The smaller chuck goes from #2 taps up to about #10, and the larger for #10 up to 3/8".
For plastic, I use lots of distilled water as coolant. If I am tapping a blind hole, I usually just fill it up with water. The nice thing about using distilled water is that it leaves no residue after being blown clean with compressed air.
Tapping a hole with the hand drill works best for a certain range of sizes:
In ABS, I would use the drill for any size #2 through 1/4"
In acrylic or Delrin, I would probably only use the drill for #6 through 1/4"
The really small taps sometimes clog up, even with coolant, and the drill doesn't provide enough sensitivity to avoid snapping the tap. ABS is so soft, a clog would just be pushed away, whereas in acrylic or Delrin, it might jam.
For sizes larger than 1/4", I would probably use a tap wrench because they take a lot of torque, and it's difficult to keep the drill straight and have it deliver enough torque to spin the tap.
I like using the chrome-plated taps because the finish will not rust (a concern since I use water as a coolant), and the chrome is supposed to have a lower friction coefficient than bare high-speed steel.
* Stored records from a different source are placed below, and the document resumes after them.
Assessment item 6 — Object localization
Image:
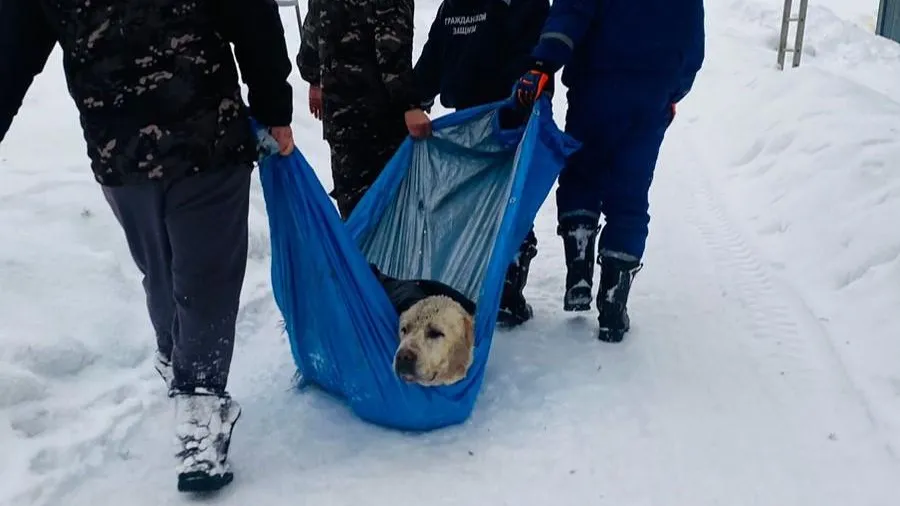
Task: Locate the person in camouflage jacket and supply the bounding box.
[0,0,295,493]
[297,0,431,219]
[1,0,295,183]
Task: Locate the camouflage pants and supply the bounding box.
[328,134,406,220]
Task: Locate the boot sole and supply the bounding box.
[497,303,534,328]
[597,325,628,343]
[563,302,592,312]
[496,314,533,328]
[178,471,234,493]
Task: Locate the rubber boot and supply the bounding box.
[558,215,600,312]
[596,254,642,343]
[497,230,538,328]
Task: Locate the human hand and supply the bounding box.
[405,108,432,139]
[514,69,551,107]
[270,125,295,156]
[309,85,323,120]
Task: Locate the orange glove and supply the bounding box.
[515,69,551,107]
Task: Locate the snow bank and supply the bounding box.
[0,46,158,503]
[690,0,900,445]
[818,0,881,31]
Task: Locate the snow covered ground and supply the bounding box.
[2,0,899,504]
[819,0,880,30]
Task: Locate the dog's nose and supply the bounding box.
[395,349,417,377]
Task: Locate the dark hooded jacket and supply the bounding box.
[0,0,293,186]
[414,0,552,110]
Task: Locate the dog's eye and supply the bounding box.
[400,325,408,335]
[426,328,444,340]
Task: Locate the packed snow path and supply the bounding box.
[8,116,900,506]
[2,0,900,505]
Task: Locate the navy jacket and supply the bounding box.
[414,0,551,110]
[532,0,705,102]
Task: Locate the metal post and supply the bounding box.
[792,0,810,68]
[777,0,794,70]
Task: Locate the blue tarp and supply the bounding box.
[257,98,579,431]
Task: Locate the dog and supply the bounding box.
[370,264,476,387]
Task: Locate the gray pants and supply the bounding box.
[102,166,252,392]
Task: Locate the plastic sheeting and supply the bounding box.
[258,98,579,431]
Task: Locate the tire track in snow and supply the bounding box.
[680,151,816,386]
[676,128,897,458]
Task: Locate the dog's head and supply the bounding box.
[393,295,475,387]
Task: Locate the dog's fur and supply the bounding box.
[370,265,476,387]
[397,295,475,386]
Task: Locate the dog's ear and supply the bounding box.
[397,312,409,343]
[443,314,474,383]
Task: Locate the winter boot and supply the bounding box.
[174,388,242,493]
[154,351,174,394]
[497,231,538,328]
[558,216,600,312]
[596,254,642,343]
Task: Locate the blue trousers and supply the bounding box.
[556,76,676,260]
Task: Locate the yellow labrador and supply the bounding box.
[369,265,476,387]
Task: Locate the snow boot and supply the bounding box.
[596,254,642,343]
[174,388,242,493]
[558,216,600,312]
[497,231,538,328]
[154,351,174,394]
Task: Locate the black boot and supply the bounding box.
[558,216,600,312]
[497,230,538,328]
[596,254,642,343]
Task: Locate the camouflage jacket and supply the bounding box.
[0,0,293,186]
[297,0,419,142]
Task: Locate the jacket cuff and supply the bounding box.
[420,96,435,113]
[296,56,320,86]
[401,88,426,111]
[300,74,321,87]
[248,83,293,127]
[531,39,569,74]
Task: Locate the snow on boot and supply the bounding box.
[596,254,642,343]
[154,351,174,394]
[174,388,242,493]
[558,216,600,312]
[497,231,537,328]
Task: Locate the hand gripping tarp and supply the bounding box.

For sizes smaller than 1/4", I would only use a bottoming tap in plastic. There is no reason to use a plug or taper tap because the bottoming tap makes a cleaner cut, and actually produces less friction and heat than plug or taper taps. In harder materials it makes sense to cut gradually, but plastic is so soft, it will just melt if the tap keeps making light passes that rub against the surface.